Les moyens d’entraînement
Lorsque ces hommes décolleront « Concorde” pour la première fois, ils auront déjà à leur actif plus de 80 heures de vol sur cette machine. Il ne s’agit pas là d’un paradoxe. En effet, ils auront effectué ces heures sur simulateur dont nous avons déjà parlé. Grâce à lui, ils se sentiront familiers avec le poste de pilotage et ses commandes. Grâce à lui, ils connaîtront déjà certaines des réactions de l’appareil. Par ailleurs chacun de ces pilotes aura effectué un certain nombre d’heures de vol sur deux avions militaires français modifiés pour que leur comportement en vol soit le plus proche possible de celui de ”Concorde », un « Mirage IV A” et un ”Mirage III B » à stabilité variable, dont on peut déplacer le centre de gravité.
Comme on le voit, rien n’a été négligé pour que les pilotes qui auront la lourde responsabilité des essais de Concorde, soient parfaitement conditionnés pour ces premiers vols.
Très peu de temps après le vol de « Concorde” 001, le 002 construit par la British Aircraft Corporation fera son premier vol, piloté par Brian Trubshaw. Son programme d’essais viendra compléter celui du prototype français :
► Essais systématiques des turboréacteurs et de l’installation motrice.
► Détermination des performances.
► Essais des systèmes électriques.
► Essais du circuit combustible.
► Essais du système de dégivrage, etc.
L’informatique, principale marraine de ”Concorde »
Sur les prototypes, la cabine-passagers, dans sa totalité, a été transformée en un véritable laboratoire. Pour pouvoir surveiller les 3000 paramètres indispensables pour juger des qualités de la machine, plus de 350 instruments ont été installés. L’ensemble de ces matériels pèse plus de 12 tonnes ! Et le câblage nécessaire à leur installation représente 450kilomètres de fil !
Toutes les installations de calcul électronique dont dispose Sud Aviation et la BAC seront mobilisées pour assurer le dépouillement rapide des essais en vol. Il existe à Toulouse un ensemble très complet de calculatrices IBM, un ordinateur CAE 9040 et un énorme ordinateur Central Data 6600, dont la location, personne compris, coûte quelque 770.000 F par mois 77 millions d’anciens francs !). Cette machine très complexe, à laquelle sont connectées plusieurs imprimantes, sera chargée de l’exploitation et de l’affinement des résultats. Filton est également équipé de plusieurs ordinateurs, en particulier d’un Léo Marconi KDF 9.

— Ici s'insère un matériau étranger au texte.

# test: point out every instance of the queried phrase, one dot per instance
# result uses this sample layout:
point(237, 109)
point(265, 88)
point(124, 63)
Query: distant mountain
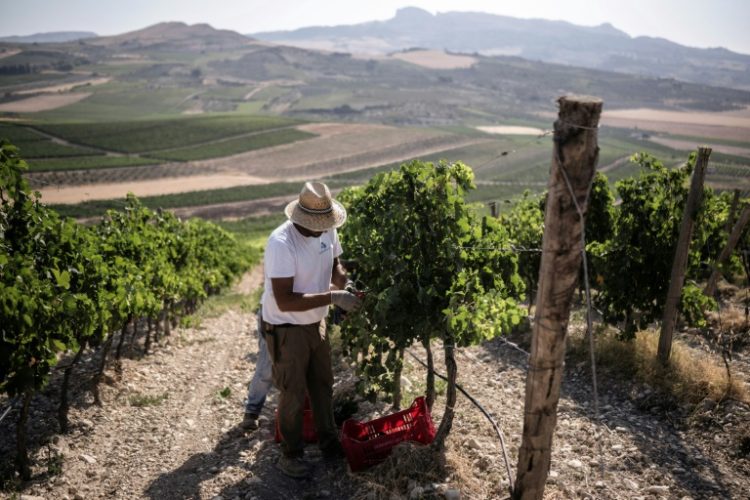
point(175, 36)
point(600, 47)
point(51, 37)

La liste de tous les essais que nous venons de passer en revue n’est pas exhaustive. Il faudrait un numéro entier de Science & Vie pour les passer tous en revue. Aussi n’avons-nous choisi que les plus significatifs. Mais il ne faut pas oublier que près de 100 fournisseurs d’équipement et de sous-traitants ont dû faire subir au matériel commandé des essais aussi poussés que ceux que nous avons étudiés. C’est donc plusieurs milliers de personnes qui ont été directement concernés par la seule phase « essais” de ”Concorde ».